Of course, it may also be argued that the Act establishes a broad right to carry weapons, and because the only exception in the Act applies specifically and solely to property owners rather than employers, the Act has elected not to allow employers (acting in their capacity as employers) to limit the newly granted right to carry. This question will likely be a subject of litigation under the Act.
It should be noted that while an employer might arguably retain the right to prohibit weapons in the workplace, such limitations could likely be applied only by virtue of the employer’s rights to control the employment relationship. Thus, for example, while an employer could arguably prohibit its employees from carrying guns in the workplace, even in a locked car in a parking lot, it may not apply such restrictions against its customers or vendors.
The Act does not specifically set forth the potential liability of an employer that unduly restricts weapons in the workplace, although it is easy to imagine Illinois’s courts crafting a common law remedy to address such a violation. Likewise, the Act does not address potential liability from the opposite perspective—potential negligence claims for an employer not doing enough to prevent workplace violence by barring guns in its workplace. Finally, the Act does not address whether an employer can adopt a policy requiring that employees disclose whether they hold a concealed carry license, or whether an employer can prohibit an employee from having a concealed carry license. Absent clear guidance from the legislature or courts, employers acting in their capacity as employers (rather than as “property owners” under the Act) are faced with multiple difficult questions.
What Employers Should Do Now
Given the uncertainties surrounding the new law, what should Illinois employers do before the state begins issuing concealed carry licenses in 2014?
- First, if an employer owns its premises and wants to generally prohibit guns on its property, it should, in conformity with the Act, post the required signage on all building entrances prohibiting guns inside the building.
- Second, if an employer that rents its office space wants to prohibit guns in its workplace, it may first want to ask its landlord to post the required signage and subsequently make such signage a condition of future leases.
- Third, the Act prohibits concealed guns in bars and their parking lots and requires that the bar owner (as opposed to the property owner) post the required signage. Thus, employers that operate bars should post the required signage irrespective of whether they own or rent the property. This requirement only applies, however, if more than 50 percent of the establishment’s gross receipts in the prior three months come from the sale of alcohol.

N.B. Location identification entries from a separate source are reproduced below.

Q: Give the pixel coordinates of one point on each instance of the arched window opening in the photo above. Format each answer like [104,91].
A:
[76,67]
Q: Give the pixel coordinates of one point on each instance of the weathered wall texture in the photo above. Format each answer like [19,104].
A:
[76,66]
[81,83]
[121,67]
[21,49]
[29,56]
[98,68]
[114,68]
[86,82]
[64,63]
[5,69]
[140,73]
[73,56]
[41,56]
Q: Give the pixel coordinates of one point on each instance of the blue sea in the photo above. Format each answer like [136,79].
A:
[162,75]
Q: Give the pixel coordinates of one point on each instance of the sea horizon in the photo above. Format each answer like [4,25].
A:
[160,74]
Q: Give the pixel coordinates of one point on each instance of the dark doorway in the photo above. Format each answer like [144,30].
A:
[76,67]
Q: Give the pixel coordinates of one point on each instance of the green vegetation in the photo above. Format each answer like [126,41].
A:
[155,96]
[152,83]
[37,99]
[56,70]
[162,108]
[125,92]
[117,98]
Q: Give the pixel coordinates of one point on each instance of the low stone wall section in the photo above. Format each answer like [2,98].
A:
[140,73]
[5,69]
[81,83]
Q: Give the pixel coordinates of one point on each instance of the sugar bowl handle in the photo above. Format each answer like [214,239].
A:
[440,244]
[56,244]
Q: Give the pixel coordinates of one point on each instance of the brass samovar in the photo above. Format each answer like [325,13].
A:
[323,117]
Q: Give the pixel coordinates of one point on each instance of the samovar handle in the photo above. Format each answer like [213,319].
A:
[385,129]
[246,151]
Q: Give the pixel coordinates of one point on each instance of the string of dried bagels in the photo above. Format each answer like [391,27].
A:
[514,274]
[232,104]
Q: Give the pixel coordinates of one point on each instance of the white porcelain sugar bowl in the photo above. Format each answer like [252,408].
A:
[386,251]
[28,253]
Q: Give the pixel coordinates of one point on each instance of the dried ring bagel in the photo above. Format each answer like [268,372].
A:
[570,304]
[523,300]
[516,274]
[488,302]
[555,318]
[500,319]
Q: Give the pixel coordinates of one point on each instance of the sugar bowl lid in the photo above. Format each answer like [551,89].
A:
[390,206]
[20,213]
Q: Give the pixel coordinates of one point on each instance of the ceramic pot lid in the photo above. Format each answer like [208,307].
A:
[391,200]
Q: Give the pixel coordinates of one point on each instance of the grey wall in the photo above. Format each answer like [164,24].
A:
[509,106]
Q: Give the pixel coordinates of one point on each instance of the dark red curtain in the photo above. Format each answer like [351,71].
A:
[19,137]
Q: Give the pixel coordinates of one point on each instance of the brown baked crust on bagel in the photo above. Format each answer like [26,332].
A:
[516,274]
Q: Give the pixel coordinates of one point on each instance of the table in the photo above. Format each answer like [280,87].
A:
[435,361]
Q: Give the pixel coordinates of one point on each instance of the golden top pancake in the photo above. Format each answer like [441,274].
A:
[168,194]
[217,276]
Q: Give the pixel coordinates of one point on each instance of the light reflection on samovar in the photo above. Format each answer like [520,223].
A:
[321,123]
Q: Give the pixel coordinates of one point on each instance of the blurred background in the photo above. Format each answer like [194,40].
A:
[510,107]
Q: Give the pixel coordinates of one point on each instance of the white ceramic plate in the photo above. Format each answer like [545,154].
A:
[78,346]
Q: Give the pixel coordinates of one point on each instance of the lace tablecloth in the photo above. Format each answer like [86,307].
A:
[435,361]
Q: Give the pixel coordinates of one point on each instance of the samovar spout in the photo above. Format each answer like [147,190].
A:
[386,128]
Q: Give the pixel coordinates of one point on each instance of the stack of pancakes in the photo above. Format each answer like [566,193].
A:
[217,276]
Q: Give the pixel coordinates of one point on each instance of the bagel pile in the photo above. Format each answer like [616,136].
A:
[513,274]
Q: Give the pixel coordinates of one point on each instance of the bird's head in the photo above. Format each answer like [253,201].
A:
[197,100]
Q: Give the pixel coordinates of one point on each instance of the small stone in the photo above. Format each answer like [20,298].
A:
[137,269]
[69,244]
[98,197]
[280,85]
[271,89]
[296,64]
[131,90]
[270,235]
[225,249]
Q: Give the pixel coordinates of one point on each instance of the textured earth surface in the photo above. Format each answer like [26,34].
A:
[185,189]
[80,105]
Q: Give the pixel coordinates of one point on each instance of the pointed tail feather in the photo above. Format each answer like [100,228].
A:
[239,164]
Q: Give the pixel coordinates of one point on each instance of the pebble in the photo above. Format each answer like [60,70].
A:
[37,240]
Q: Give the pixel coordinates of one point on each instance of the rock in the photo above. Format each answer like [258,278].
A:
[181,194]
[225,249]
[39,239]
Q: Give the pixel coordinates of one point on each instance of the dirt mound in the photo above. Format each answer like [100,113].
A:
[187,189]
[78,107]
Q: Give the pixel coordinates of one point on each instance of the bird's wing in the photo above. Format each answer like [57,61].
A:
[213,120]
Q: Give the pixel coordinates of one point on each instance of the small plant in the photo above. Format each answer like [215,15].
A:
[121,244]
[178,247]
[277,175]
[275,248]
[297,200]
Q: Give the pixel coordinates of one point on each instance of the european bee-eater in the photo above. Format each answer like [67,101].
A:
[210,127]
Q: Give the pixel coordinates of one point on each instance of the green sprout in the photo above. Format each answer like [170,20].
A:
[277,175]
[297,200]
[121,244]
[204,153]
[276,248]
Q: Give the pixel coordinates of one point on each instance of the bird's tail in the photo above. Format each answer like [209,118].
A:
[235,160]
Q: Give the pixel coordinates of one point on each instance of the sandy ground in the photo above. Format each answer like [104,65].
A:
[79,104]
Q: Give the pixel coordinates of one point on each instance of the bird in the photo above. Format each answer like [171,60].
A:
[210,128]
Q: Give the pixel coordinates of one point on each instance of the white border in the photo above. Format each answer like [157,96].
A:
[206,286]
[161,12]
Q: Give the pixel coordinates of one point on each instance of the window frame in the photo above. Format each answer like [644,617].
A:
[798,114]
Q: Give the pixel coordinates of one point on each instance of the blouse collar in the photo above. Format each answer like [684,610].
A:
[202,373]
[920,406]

- Fourth, if an employer operates a type of facility where concealed guns are banned, it should post the required signage to make sure that people entering the facility are aware of the prohibition.
- Finally, as noted above, it is unclear whether employers can also adopt policies barring employees from gun possession anywhere on an employer’s premises (i.e., even in a parking lot in a locked vehicle with the weapon out of sight). While no provision of the statute bars such policies, this is currently an open issue under the law. In light of this ambiguity, employers may wish to post a notice prohibiting weapons, with the understanding that such a prohibition may, in the future, be deemed unlawful.